Imagine what Deutsche Telekom could have built with the same budget and creative talent. A tool that scans your social accounts and shows you what's publicly visible about your child. A series of short videos modeling healthy conversations between parents and kids about online sharing. A partnership with schools to build digital literacy into the curriculum. A pledge program that creates social accountability.
Those are harder to make go viral. They don't win Grand Prix awards. But they do change behavior.
Prevention vs. Marketing: Different Games
Here's where I want to be fair to Deutsche Telekom. They're not a prevention organization. They're a telecom company. They made a piece of branded content that went viral, generated enormous press coverage, won major awards, and associated their brand with child safety.
By those metrics, it succeeded spectacularly.
But when prevention professionals share this video uncritically, when we praise it as an example of powerful awareness work, we're applying our credibility to an approach that's missing the elements research says matter most. We're conflating brand awareness with behavior change. We're letting emotional impact stand in for actual impact.

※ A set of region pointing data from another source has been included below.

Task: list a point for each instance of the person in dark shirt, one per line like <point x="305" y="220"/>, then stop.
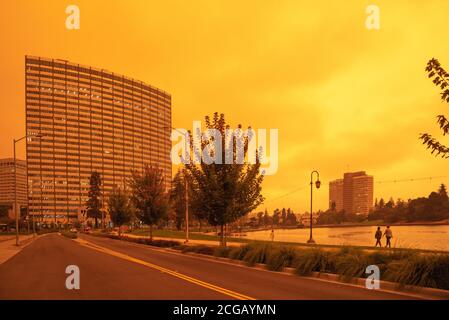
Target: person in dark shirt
<point x="378" y="236"/>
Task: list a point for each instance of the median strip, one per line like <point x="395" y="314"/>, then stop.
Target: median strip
<point x="165" y="270"/>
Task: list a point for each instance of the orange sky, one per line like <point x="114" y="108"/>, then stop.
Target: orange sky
<point x="343" y="97"/>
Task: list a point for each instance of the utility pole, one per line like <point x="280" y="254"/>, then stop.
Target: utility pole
<point x="187" y="208"/>
<point x="17" y="212"/>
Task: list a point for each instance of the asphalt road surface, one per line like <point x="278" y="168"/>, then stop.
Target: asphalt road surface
<point x="111" y="269"/>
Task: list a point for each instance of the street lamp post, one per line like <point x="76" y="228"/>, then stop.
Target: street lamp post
<point x="187" y="208"/>
<point x="186" y="190"/>
<point x="317" y="184"/>
<point x="17" y="212"/>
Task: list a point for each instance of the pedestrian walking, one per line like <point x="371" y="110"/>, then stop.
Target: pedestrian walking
<point x="378" y="237"/>
<point x="388" y="235"/>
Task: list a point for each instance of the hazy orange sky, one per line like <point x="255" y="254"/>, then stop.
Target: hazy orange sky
<point x="343" y="97"/>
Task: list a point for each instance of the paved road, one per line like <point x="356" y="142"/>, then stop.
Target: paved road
<point x="112" y="269"/>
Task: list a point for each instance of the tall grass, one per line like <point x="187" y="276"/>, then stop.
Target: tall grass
<point x="281" y="257"/>
<point x="257" y="254"/>
<point x="313" y="260"/>
<point x="425" y="270"/>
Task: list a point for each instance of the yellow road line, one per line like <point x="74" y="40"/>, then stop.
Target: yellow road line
<point x="165" y="270"/>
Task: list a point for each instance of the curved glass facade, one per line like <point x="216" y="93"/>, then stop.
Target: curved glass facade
<point x="92" y="120"/>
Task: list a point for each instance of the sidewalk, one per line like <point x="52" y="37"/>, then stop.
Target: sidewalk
<point x="8" y="247"/>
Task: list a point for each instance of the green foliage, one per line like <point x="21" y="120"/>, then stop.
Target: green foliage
<point x="313" y="260"/>
<point x="426" y="270"/>
<point x="120" y="208"/>
<point x="223" y="193"/>
<point x="222" y="251"/>
<point x="257" y="253"/>
<point x="238" y="253"/>
<point x="93" y="204"/>
<point x="178" y="198"/>
<point x="441" y="79"/>
<point x="281" y="257"/>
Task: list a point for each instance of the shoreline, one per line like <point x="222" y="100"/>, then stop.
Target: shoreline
<point x="380" y="224"/>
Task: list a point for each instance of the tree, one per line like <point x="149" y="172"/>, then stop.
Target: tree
<point x="120" y="208"/>
<point x="284" y="217"/>
<point x="440" y="79"/>
<point x="222" y="191"/>
<point x="266" y="218"/>
<point x="178" y="198"/>
<point x="93" y="203"/>
<point x="149" y="196"/>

I understand why it happens. We're starved for attention to the issues we care about. When something breaks through the noise, we want to celebrate it. We want to believe that if enough people feel something, change will follow.

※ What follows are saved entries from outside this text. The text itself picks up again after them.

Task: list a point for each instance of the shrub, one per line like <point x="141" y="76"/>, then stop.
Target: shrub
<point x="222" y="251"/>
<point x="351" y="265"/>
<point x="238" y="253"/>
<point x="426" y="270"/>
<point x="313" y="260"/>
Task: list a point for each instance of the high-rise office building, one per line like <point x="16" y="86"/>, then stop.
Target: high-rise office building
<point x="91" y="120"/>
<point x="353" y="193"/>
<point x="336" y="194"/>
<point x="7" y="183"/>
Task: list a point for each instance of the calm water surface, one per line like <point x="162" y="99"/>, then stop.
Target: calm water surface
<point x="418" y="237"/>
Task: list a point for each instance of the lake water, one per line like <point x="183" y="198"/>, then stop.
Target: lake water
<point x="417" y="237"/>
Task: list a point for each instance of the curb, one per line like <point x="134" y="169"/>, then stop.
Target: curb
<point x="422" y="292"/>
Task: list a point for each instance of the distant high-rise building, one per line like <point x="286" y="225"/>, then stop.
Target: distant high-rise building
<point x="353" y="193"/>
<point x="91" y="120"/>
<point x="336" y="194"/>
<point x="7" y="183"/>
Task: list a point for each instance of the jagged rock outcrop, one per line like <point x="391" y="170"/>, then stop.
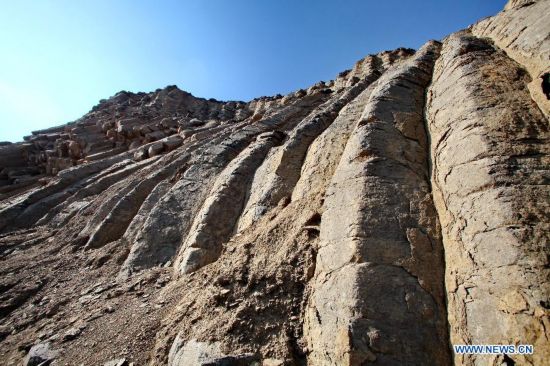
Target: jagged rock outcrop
<point x="378" y="218"/>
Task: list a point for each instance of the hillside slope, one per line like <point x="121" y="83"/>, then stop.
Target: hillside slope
<point x="377" y="218"/>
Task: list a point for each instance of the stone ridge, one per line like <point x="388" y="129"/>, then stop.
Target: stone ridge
<point x="378" y="218"/>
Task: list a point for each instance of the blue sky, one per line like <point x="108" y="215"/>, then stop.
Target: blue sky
<point x="59" y="58"/>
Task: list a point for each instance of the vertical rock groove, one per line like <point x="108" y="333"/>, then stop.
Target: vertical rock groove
<point x="490" y="149"/>
<point x="378" y="288"/>
<point x="378" y="218"/>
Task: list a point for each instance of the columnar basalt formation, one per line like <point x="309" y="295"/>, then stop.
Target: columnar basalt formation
<point x="378" y="218"/>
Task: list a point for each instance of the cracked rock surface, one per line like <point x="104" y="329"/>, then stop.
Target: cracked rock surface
<point x="378" y="218"/>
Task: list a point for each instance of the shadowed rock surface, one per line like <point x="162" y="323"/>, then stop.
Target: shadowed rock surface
<point x="378" y="218"/>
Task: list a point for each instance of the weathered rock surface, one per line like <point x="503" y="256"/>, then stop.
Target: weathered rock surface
<point x="378" y="218"/>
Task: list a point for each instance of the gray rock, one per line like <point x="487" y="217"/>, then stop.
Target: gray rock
<point x="40" y="355"/>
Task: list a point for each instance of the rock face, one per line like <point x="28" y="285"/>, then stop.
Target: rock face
<point x="381" y="217"/>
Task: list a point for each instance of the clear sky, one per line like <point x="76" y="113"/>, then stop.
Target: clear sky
<point x="59" y="58"/>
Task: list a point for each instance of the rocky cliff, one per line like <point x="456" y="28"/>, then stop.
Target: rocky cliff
<point x="377" y="218"/>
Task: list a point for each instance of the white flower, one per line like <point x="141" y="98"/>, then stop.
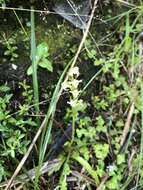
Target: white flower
<point x="74" y="71"/>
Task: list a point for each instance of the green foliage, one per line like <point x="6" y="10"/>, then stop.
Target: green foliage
<point x="14" y="128"/>
<point x="11" y="46"/>
<point x="42" y="58"/>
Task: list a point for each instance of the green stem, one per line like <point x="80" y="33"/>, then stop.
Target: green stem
<point x="34" y="64"/>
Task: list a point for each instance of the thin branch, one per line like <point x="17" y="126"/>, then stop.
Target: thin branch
<point x="127" y="124"/>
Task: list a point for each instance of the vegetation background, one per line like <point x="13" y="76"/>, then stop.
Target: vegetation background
<point x="71" y="100"/>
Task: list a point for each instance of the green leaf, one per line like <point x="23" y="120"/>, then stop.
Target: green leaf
<point x="45" y="63"/>
<point x="42" y="51"/>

But feeling isn't doing. And we know that.
The AI Paradox
There's a layer to this campaign that deserves its own examination.

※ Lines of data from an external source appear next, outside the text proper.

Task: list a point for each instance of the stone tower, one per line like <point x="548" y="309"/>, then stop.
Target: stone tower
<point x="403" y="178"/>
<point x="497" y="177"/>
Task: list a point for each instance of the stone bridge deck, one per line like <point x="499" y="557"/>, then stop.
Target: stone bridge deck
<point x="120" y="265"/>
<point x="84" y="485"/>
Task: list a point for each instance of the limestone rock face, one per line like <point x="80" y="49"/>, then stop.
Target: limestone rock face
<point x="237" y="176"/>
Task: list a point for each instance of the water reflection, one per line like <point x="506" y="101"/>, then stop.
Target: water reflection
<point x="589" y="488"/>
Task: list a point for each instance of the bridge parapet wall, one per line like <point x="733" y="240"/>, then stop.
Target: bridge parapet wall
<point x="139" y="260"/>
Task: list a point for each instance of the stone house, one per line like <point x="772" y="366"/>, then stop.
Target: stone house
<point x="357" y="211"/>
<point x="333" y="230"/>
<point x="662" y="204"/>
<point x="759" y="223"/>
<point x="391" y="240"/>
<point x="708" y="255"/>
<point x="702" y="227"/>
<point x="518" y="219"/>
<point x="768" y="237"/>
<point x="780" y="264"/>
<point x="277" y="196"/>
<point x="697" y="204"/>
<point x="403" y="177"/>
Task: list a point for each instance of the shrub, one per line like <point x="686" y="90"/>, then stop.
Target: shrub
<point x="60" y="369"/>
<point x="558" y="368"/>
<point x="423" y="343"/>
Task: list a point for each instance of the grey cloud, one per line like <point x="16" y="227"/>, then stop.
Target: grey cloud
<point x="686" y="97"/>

Deutsche Telekom demonstrated exactly how easy it is to create a convincing deepfake of a child using AI. They showed the code running. They showed the face being generated. They proved the threat is real by executing it.
Is that a feature or a bug of this approach?
On one hand, it makes the threat concrete rather than abstract. You can't dismiss it as hypothetical when you're watching it happen.
On the other hand, they did the thing they're warning about. They took a real child's photo and used AI to manipulate it, then broadcast that manipulation to millions of people. The parents consented, presumably. But it's a bit like running an anti-drunk-driving campaign by actually driving drunk through a crowded street and hoping nobody gets hurt.
There's also a timing issue. This campaign is from 2023. The AI tools have only gotten more powerful and more accessible since then. What worked as a shocking demonstration three years ago is now something a teenager could do on their phone in ten minutes. When the scary thing becomes ordinary, where does that leave fear-based approaches?
A Challenge to the Field
The prevention field is facing a choice.
We can keep applauding creative executions that feel impactful in the moment. We can share videos that make us cry and assume that tears translate to behavior change. We can celebrate awareness and hope it's enough.
Or we can hold ourselves and our partners to the evidence we've spent decades building.
This isn't about being killjoys who can't appreciate powerful storytelling. I appreciate this video. It's genuinely well made. The concept is clever. The execution is polished. It moved me the first time I watched it.
But being moved isn't the goal. The goal is protecting children. And if a fear appeal is missing the elements that make fear appeals work, if it delivers anxiety without efficacy, then we need to say so. Even when the video wins awards. Even when everyone else is praising it.
It's effective at one thing: making you feel something fast.
But, the question isn't whether this video makes you feel something. It's whether it makes anyone do something different, six months from now, when the feeling has faded and the next scary thing has come along.
If you work in prevention, I'd genuinely like to know: Am I being too hard on this? Is there something about digital safety that changes the calculus? Does fear work differently when we're talking to adults about their children?
Or is this a moment for our field to take the lead in this new domain?
Thanks to Jeff Hanley at the Commonwealth Prevention Alliance for his insights.